2.2. Students’ opinion about the need to fill the content with tasks of an applied
     nature
Students were asked to answer open-ended questions: “Which subject area data analysis you are
interested conducting in?” The students’ answers showed that the most popular data for processing are
data from sociology, medicine, engineering, economics and biology.
   Also, the idea of what data students are interested in working with in practice was studied. The
results of answers to the questions are shown in figure 3.

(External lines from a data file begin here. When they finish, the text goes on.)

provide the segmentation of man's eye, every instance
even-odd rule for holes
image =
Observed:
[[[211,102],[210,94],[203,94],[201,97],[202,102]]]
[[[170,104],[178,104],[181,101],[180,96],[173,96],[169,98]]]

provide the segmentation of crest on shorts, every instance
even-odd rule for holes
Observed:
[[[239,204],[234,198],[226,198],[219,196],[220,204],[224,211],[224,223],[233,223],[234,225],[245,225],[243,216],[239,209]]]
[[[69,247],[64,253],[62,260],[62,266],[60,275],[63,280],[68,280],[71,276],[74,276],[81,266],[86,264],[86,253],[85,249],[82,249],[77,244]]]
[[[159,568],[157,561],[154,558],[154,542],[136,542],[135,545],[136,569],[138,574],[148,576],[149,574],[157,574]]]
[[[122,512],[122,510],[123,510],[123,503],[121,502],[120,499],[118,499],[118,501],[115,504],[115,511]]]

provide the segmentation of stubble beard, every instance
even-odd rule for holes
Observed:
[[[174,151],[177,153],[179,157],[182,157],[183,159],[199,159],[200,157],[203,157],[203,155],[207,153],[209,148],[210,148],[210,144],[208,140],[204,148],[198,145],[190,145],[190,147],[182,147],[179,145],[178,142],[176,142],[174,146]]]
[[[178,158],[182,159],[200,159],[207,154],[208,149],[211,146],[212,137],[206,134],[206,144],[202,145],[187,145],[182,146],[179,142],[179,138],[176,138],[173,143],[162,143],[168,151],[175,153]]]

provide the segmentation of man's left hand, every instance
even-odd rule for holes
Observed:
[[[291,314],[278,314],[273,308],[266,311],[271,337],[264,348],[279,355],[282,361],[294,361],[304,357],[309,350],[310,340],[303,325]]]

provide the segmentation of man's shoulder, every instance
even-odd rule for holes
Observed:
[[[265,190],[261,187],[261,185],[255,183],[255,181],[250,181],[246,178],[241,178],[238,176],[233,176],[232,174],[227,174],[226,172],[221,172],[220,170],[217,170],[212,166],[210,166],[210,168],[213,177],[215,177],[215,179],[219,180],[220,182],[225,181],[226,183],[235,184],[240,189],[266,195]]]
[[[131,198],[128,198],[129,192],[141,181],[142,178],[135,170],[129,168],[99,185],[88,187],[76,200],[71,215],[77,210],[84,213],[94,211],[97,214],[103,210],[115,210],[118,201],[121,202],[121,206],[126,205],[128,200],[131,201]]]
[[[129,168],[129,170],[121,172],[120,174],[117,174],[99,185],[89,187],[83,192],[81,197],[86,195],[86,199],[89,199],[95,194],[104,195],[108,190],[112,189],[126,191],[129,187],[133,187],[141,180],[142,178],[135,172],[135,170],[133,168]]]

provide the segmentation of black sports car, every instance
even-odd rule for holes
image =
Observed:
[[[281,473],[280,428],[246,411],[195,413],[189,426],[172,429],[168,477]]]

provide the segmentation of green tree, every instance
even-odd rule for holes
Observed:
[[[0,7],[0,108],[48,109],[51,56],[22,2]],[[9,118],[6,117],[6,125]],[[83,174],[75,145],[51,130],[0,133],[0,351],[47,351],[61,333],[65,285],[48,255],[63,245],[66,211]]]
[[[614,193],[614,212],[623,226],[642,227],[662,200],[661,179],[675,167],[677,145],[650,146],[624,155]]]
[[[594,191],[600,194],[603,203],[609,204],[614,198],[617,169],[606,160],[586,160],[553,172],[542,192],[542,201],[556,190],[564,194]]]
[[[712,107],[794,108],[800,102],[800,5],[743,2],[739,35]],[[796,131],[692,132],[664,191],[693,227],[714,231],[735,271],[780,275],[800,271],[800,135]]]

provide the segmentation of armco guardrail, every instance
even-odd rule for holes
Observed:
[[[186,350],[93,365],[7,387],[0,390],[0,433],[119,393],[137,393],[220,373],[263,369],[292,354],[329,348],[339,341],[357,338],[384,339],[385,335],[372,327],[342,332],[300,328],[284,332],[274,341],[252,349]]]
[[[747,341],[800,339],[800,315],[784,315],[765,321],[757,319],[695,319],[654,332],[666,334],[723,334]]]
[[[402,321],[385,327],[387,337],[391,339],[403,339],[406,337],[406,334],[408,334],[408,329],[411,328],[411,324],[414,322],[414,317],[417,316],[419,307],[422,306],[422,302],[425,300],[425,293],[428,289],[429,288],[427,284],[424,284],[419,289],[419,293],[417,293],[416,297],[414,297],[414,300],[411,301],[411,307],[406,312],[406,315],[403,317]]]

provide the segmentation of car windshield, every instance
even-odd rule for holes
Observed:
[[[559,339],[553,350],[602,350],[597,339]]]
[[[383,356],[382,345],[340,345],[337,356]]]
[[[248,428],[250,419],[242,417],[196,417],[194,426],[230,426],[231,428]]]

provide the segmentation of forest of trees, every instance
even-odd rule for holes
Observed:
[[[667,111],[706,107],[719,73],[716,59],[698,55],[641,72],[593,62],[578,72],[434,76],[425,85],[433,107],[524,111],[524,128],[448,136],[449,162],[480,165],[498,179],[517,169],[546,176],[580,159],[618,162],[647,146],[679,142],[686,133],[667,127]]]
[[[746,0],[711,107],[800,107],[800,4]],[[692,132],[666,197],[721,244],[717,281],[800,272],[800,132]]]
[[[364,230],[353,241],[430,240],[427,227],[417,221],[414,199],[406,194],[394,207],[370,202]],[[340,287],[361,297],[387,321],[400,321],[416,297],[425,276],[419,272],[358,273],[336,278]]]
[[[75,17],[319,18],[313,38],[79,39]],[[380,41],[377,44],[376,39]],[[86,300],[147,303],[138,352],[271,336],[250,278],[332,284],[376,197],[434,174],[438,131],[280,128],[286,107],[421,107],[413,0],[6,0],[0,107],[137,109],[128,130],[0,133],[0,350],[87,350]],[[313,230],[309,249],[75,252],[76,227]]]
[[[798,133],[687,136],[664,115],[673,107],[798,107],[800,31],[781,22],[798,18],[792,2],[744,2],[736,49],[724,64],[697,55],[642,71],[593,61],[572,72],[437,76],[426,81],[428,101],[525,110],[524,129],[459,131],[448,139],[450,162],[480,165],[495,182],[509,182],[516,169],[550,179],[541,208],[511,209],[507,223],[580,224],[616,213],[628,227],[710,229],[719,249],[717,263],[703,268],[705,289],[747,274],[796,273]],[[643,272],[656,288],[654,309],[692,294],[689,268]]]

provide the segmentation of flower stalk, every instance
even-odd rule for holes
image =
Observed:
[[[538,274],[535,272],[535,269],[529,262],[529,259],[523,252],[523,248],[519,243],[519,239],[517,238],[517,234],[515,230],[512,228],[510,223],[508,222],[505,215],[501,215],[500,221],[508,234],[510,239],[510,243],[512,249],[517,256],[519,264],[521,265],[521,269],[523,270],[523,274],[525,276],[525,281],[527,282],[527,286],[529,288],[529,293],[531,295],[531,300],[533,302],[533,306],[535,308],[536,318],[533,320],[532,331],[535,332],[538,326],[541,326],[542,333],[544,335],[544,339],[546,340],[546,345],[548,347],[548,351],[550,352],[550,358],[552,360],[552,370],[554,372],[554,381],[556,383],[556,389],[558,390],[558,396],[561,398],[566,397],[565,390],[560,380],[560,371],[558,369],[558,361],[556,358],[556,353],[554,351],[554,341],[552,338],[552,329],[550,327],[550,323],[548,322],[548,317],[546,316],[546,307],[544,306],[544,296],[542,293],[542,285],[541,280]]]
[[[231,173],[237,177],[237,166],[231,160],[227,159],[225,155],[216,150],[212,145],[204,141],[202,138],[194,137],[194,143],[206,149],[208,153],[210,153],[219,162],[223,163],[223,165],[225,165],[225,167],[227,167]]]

Figure 3: Students’ opinion on data origin for practical tasks.

  Among the surveyed respondents, 71.08% believe that data obtained as a result of practical research
and having an applied nature are most attractive for them. This indicates the need to develop practical
and laboratory work based on real data obtained from statistical studies.

2.3. Students’ interest in using programming languages and software for statistical
     data analysis
The purpose of the third block of questions was to study the opinion of respondents about the need and
feasibility of using software and programming languages for statistical data analysis.
    Students were asked the following questions: “Do you know programming languages with which
it is possible to perform statistical data analysis (enter)?”, “Which software product interface is more
user friendly for you?”, “Are you more interested in data analysis using special software or using a
programming language?”
    According to the first question, the opinions of the respondents were divided as follows: 55.42% indi-
cated the programming language R, 28.92% indicated the Python programming language. Programming
languages such as C++ (9.64%) and Java (6.02%) were also indicated (figure 4).


Figure 4: Respondents’ answers to the question on convenience of program packages interface.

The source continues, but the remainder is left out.